Another visitor came wearing one-size-fits-all gloves, those are fine in milder temperatures but not in the frigid weather we were experiencing.  She was very grateful to receive mittens to put over the gloves and hand warmers to slide into the mittens.  She tried to make light of the situation and said that she hoped she never heard anyone complain in the summer about 90° weather and added that she’d trade a hot day for what we’re having now.

 

On most evenings, we focus on the here and now and attempt to keep people warm and safe.  When we're off the street, we talk about the traumas that people are experiencing now that pile on top of other traumas they've experienced in their lives.  Each day living unhoused potentially layers more trauma on each person and we wonder just how much a person can manage? Will they ever recover and how?  Is it really fair to expect anyone in that situation to consistently make sound decisions or changes in their life when the immediate goal is survival?
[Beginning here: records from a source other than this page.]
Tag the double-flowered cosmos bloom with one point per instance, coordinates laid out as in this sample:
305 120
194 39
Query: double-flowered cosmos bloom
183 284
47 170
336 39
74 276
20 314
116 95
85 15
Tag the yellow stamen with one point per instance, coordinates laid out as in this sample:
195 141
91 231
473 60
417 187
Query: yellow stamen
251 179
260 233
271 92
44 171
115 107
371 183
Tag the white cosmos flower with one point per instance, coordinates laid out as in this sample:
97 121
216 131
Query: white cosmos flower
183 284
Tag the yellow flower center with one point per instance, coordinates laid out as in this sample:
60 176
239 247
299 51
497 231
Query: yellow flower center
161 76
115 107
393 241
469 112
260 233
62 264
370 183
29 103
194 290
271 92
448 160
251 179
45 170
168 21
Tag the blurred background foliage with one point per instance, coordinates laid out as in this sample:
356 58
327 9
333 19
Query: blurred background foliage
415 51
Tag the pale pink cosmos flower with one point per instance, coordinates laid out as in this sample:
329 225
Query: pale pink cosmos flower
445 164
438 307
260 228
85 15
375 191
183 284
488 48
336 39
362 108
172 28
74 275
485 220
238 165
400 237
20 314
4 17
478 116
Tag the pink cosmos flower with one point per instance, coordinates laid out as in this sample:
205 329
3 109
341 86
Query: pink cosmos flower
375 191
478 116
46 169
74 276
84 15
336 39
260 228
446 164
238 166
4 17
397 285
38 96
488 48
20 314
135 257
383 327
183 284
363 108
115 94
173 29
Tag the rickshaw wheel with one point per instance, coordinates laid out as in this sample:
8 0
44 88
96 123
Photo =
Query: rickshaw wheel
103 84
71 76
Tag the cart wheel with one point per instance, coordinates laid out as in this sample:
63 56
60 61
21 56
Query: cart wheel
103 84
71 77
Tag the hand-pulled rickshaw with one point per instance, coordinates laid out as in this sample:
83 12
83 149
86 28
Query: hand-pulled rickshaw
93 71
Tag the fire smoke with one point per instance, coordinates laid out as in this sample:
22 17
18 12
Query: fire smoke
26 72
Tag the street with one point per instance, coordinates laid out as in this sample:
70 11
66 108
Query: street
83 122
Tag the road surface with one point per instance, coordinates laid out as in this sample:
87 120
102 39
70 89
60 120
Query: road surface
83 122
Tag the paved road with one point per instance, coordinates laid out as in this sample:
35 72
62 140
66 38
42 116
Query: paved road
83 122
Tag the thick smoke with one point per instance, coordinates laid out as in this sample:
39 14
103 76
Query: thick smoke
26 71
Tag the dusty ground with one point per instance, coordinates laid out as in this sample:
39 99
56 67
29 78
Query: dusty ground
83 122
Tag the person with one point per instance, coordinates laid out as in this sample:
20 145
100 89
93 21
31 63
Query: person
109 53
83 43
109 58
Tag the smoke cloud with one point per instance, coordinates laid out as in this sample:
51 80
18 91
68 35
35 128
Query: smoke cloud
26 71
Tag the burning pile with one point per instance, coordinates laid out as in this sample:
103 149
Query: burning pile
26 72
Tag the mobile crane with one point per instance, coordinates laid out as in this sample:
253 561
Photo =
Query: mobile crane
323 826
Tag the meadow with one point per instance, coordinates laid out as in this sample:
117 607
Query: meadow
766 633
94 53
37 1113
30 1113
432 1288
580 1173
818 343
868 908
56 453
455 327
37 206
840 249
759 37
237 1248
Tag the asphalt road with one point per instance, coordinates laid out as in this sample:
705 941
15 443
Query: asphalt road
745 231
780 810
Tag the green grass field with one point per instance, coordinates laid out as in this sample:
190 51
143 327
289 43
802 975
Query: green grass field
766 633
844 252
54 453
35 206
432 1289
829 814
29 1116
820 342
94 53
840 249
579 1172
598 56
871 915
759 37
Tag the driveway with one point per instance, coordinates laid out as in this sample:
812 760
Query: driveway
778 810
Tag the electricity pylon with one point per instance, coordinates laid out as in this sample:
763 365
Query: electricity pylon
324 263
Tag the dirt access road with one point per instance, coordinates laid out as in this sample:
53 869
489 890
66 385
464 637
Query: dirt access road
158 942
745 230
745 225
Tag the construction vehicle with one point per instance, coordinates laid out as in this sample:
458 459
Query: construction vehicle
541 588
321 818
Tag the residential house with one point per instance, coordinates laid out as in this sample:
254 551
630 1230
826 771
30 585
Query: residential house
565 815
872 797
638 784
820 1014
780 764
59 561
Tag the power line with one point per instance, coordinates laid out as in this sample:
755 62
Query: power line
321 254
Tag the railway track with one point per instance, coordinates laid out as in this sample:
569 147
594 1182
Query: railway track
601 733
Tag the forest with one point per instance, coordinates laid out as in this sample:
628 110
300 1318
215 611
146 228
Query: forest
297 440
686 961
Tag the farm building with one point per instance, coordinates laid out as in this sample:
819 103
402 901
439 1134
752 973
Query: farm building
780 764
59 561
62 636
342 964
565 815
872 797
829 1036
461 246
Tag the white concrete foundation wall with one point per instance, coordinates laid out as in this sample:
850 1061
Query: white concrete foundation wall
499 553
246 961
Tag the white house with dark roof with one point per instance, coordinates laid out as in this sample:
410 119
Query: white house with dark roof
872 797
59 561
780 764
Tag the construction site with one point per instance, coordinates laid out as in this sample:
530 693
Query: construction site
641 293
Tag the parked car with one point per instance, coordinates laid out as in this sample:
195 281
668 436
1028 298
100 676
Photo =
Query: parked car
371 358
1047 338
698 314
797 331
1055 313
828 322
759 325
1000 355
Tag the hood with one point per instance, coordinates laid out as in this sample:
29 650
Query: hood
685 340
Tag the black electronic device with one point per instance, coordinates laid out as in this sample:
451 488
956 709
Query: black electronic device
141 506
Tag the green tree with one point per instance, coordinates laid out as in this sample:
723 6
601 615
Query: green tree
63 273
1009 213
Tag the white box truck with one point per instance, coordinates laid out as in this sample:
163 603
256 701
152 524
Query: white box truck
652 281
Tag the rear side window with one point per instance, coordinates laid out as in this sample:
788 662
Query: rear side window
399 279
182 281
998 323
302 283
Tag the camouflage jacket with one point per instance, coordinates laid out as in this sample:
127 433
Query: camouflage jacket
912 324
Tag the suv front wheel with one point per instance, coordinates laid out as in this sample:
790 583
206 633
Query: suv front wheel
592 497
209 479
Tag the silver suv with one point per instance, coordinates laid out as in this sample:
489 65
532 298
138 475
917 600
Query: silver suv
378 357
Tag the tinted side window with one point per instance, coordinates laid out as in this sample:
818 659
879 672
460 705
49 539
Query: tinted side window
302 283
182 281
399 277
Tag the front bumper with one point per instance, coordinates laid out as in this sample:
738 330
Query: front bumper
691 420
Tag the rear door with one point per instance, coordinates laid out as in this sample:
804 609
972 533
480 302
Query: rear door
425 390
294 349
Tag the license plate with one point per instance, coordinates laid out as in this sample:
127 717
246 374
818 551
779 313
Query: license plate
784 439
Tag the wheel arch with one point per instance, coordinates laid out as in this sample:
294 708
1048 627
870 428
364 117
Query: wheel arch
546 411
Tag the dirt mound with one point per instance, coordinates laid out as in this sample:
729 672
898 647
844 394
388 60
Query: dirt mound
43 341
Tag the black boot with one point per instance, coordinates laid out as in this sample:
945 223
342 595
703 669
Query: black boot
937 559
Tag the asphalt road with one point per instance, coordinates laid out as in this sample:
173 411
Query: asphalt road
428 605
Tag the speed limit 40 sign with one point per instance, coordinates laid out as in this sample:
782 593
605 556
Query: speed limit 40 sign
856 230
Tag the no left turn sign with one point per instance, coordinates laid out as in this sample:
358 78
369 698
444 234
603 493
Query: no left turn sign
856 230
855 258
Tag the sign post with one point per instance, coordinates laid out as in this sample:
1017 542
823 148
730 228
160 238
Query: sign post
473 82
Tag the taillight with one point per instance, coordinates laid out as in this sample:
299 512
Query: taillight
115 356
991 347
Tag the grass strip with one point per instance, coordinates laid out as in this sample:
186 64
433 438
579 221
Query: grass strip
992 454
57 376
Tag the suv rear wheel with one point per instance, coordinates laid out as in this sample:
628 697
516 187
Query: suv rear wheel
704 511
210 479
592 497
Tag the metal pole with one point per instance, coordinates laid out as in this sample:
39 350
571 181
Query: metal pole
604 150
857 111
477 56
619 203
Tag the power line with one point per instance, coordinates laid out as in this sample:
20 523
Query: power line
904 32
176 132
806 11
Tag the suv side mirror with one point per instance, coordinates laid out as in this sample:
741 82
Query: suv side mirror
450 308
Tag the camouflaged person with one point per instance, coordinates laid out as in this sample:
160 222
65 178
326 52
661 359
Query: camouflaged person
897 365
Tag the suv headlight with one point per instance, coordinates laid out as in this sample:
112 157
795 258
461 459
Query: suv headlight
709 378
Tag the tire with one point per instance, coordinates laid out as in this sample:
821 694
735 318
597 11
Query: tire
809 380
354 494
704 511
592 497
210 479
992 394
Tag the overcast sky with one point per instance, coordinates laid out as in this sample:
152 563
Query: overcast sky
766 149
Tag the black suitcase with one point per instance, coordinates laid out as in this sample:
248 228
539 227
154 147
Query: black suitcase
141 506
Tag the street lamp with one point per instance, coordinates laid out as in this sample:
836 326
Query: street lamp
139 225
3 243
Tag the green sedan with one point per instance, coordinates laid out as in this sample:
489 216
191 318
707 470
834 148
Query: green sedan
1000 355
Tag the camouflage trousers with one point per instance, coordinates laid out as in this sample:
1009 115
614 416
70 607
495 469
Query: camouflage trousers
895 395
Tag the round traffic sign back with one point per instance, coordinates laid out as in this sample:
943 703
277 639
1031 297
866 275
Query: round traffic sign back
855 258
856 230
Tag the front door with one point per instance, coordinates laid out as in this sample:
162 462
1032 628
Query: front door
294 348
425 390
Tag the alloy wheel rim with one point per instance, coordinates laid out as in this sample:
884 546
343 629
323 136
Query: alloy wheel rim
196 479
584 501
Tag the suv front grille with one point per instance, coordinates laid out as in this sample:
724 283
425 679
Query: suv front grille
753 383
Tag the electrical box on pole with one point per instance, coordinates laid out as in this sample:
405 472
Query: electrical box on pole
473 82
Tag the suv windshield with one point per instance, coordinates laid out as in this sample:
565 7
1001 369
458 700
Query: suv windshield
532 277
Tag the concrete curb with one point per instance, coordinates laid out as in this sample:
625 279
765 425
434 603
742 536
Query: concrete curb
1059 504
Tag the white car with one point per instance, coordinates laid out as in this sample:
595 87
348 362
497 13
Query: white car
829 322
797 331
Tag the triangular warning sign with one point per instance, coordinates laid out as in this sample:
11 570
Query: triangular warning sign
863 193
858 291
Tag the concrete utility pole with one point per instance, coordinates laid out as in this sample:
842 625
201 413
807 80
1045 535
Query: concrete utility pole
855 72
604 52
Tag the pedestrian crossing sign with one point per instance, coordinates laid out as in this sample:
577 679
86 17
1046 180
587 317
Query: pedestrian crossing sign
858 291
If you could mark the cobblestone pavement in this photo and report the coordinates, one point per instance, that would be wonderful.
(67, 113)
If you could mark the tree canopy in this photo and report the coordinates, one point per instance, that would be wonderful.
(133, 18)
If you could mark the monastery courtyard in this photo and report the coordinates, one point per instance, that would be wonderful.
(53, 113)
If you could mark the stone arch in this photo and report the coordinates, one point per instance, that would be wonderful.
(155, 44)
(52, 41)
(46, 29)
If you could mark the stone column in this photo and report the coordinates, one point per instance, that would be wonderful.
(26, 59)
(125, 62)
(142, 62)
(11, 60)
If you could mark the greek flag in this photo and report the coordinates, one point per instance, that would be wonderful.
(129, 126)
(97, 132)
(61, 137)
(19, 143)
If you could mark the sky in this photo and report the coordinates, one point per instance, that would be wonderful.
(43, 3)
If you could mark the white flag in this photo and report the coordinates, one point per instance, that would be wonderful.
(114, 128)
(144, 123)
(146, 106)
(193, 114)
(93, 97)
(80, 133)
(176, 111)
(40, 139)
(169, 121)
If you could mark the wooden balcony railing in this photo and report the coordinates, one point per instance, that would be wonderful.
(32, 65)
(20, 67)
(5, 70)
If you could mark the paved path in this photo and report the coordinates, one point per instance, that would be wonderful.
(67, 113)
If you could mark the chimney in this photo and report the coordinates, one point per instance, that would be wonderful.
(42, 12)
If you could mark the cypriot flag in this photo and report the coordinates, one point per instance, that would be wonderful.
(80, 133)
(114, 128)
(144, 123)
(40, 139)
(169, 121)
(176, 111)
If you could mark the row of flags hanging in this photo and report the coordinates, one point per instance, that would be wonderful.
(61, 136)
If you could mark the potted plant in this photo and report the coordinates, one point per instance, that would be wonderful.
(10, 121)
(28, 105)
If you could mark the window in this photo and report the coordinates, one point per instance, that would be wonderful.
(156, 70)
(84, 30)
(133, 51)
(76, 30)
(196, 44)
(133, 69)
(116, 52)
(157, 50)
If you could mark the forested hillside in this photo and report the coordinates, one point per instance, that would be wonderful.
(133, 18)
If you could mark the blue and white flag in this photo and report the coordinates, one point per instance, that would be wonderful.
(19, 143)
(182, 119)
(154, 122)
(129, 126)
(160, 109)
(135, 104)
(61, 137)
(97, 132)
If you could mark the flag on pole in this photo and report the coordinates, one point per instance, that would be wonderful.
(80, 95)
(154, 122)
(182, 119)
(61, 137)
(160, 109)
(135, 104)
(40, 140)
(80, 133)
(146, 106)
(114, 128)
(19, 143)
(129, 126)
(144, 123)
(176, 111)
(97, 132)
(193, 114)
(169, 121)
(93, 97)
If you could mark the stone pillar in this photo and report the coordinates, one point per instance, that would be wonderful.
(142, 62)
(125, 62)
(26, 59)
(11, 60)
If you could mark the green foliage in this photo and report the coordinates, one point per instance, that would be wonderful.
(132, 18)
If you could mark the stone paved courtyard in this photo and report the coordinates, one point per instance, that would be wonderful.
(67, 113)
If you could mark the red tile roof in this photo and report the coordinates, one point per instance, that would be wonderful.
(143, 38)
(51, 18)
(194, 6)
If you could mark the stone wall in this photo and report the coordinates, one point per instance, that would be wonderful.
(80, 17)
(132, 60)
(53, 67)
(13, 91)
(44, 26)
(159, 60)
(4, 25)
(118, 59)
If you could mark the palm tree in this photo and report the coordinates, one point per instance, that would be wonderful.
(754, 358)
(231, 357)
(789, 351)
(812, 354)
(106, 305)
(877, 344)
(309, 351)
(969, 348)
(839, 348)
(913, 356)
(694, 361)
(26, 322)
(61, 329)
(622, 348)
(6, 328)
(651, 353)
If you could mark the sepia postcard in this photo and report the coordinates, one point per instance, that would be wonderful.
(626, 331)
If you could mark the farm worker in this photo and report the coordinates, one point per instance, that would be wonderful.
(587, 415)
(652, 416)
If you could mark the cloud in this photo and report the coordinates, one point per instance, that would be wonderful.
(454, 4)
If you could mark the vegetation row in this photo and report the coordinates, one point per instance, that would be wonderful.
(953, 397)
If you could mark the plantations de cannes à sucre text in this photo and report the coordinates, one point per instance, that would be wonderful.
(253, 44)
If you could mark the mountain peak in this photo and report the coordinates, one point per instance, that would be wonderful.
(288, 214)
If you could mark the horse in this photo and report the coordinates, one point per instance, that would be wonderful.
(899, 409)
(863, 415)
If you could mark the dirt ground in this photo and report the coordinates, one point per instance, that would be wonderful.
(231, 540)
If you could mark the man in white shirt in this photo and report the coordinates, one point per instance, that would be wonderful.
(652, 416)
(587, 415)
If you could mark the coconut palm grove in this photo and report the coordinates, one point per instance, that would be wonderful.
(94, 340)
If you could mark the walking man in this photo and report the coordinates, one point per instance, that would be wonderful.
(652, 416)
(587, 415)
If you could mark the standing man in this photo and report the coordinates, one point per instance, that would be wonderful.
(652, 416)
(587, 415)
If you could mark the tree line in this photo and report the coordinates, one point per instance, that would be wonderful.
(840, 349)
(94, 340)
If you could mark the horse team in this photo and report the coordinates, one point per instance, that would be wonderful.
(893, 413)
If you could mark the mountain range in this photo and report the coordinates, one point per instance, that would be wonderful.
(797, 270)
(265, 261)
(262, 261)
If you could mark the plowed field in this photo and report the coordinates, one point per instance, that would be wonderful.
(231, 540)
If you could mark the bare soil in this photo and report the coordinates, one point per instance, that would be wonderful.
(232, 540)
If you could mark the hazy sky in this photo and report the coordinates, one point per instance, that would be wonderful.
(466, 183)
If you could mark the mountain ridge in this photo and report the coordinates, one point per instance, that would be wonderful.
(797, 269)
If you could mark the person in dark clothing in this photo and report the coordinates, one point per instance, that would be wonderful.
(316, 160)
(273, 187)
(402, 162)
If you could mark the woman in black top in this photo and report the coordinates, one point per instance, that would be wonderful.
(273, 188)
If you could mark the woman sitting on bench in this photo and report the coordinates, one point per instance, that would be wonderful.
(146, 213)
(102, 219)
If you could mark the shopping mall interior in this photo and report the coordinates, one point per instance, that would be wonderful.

Trauma survivors need to have some control over their situation, the people we serve should participate in decisions being made for them.  They are often afraid, uncertain and feel the shame of their situation from the larger society. 

 

 

 

Finally, we've talked with a number of people who asked how they could get into jail without committing a serious offense so they would have a place to stay, especially during the bitterly cold days when there have been few options for safety.  In jail, they would be sheltered from the elements, be able to sleep, and receive three meals per day. Obviously, the jail is not designed or expected to shelter the unhoused but it says something of the times for this to be happening. 

 

Thank you for your support of the street ministry. Please keep our unhoused neighbors in your thoughts and prayers now and always.